Scrape company data from Google search

Question

I have written this code for crawling and scraping search results from Google. But it's super slow when I run it.

What it does: read a pandas column, search values in Google and take the first result link then extract the siret number in link Ex.

https://www.infogreffe.fr/entreprise-societe/380760702-entreprise-de-decoration-et-d-innovation-sarl-340591B001420000.html the siret is 380760702. In every iteration I save this number in found_results.

To do that, there are three functions:

• rechercher_google() to get the html
• parse_results() to parse the url where the digit is
• recherche_google() to wrap to these two functions above.

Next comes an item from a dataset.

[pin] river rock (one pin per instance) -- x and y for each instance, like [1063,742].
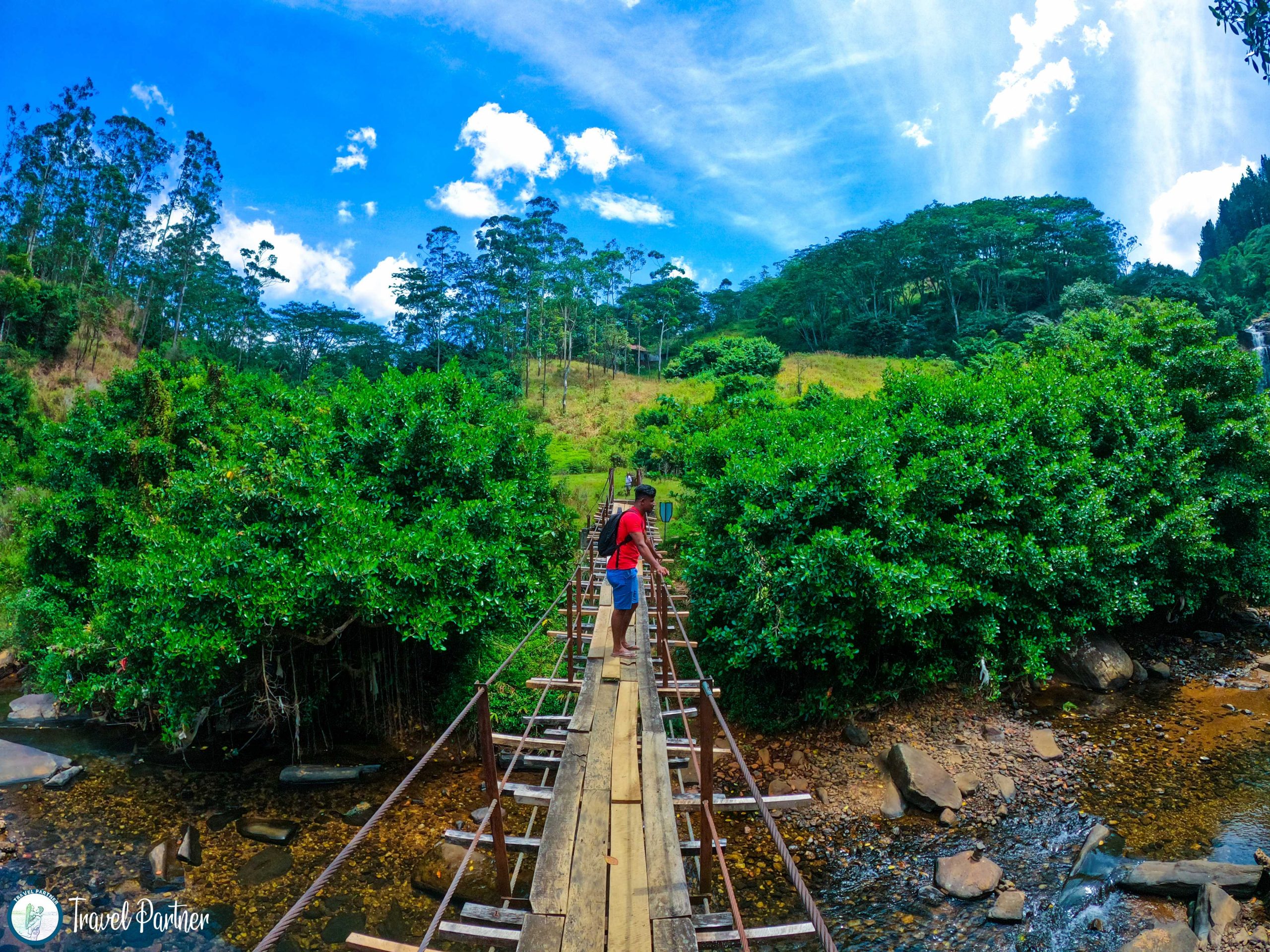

Could it be less greedy in complexity or be better?

# Function pour recupere la html
USER_AGENT = {'User-Agent':'Mozilla/5.0 (Windows NT 10.0; Win64; x64) AppleWebKit/537.36 (KHTML, like Gecko) Chrome/61.0.3163.100 Safari/537.36'}

def rechercher_google(search_term, number_results, language_code):
    '''
    input: Nom de l'entreprise à siretiser, le nombre de page et la langue
    output: La page resultat dde google en html stocker au format raw html
    '''
    assert isinstance(search_term, str), 'Il doit etre en string'
    assert isinstance(number_results, int), 'DOit etre en chiffre'
    escaped_search_term = search_term.replace(' ', '+')

    g_url = 'https://www.google.fr/search?q={}&num={}&hl={}'.format(escaped_search_term, number_results, language_code)
    response = requests.get(g_url, headers = USER_AGENT)
    response.raise_for_status()

    return response.text, search_term

# function pour recuperer ce qu'on a besoin dans la page
def parse_results(html, keyword):
    '''
    Input: la sortie de la fortion fetch_results()
    output: le nom de l'entreprise et le siret
    '''    
    soup = bs(html, 'html.parser')

    found_results = []
    rank = 1
    result_block = soup.find_all('div', attrs={'class': 'g'}) # g indique q'on est bien dans un resultat normal
    for result in result_block:
        link = result.find('a', href=True)
        title = result.find('h3')
        if link and title:
            link = link['href']
            title = title.get_text()
            if link != '#':
                try:
                    found_results.append({'siret':link.split('/')[4].split('-')[0]})
                except Exception as list_error:
                    print('error in fund_results {}'.format(list_error))

                rank += 1
    return found_results


# wrap up, le tout dans un global function qui appelle les deux premiere.
def scrape_google(search_term, number_results, language_code):
    '''
    input: il mange les deux premier functions
    output: une liste de dict des nom d'entreprise avec leur siret et club
    '''
    try:
        html, keyword = rechercher_google(search_term, number_results, language_code)
        results = parse_results(html, keyword)
        return results
    except AssertionError:
        raise Exception("Probleme d'argument")
    except requests.HTTPError:
        raise Exception(" :/ Google a bloqué le ip")
    except requests.RequestException:
        raise Exception(" :/ Probleme de connexion/proxy")

To run it

# Siret à partir de google
start_time = time.time()
data = []
for keyword in liste_partenaire.Partenaire:
    keyword = keyword+ ' ' + 'infogreffe Montpellier'
    name.append(keyword)
    try:
        results = scrape_google(keyword, 1, "fr")
        for result in results:
            data.append(results[0]['siret'])
    except Exception as e:
        print(' :( Error in results:: [ {} ]'. format(e))
    finally:
        time.sleep(11)
print("--- %s seconds d'éxecution ---" % (time.time() - start_time)) # 48 minutes
# save

Answer 1

Your escaping for the search term is not sufficient. Other characters than spaces might be in the user entered string, which also need to be escaped. Luckily, requests can do it all for you:

def rechercher_google(search_term, number_results, language_code):
    '''
    input: Nom de l'entreprise à siretiser, le nombre de page et la langue
    output: La page resultat dde google en html stocker au format raw html
    '''
    assert isinstance(search_term, str), 'Il doit etre en string'
    assert isinstance(number_results, int), 'DOit etre en chiffre'

    g_url = 'https://www.google.fr/search'
    params = {"q": search_term, "num": number_results, "hl": language_code}
    response = requests.get(g_url, params=params, headers=USER_AGENT)
    response.raise_for_status()
    return response.text, search_term

Note that I also followed Python's official style-guide, PEP8, and did not use spaces around the = for keyword arguments.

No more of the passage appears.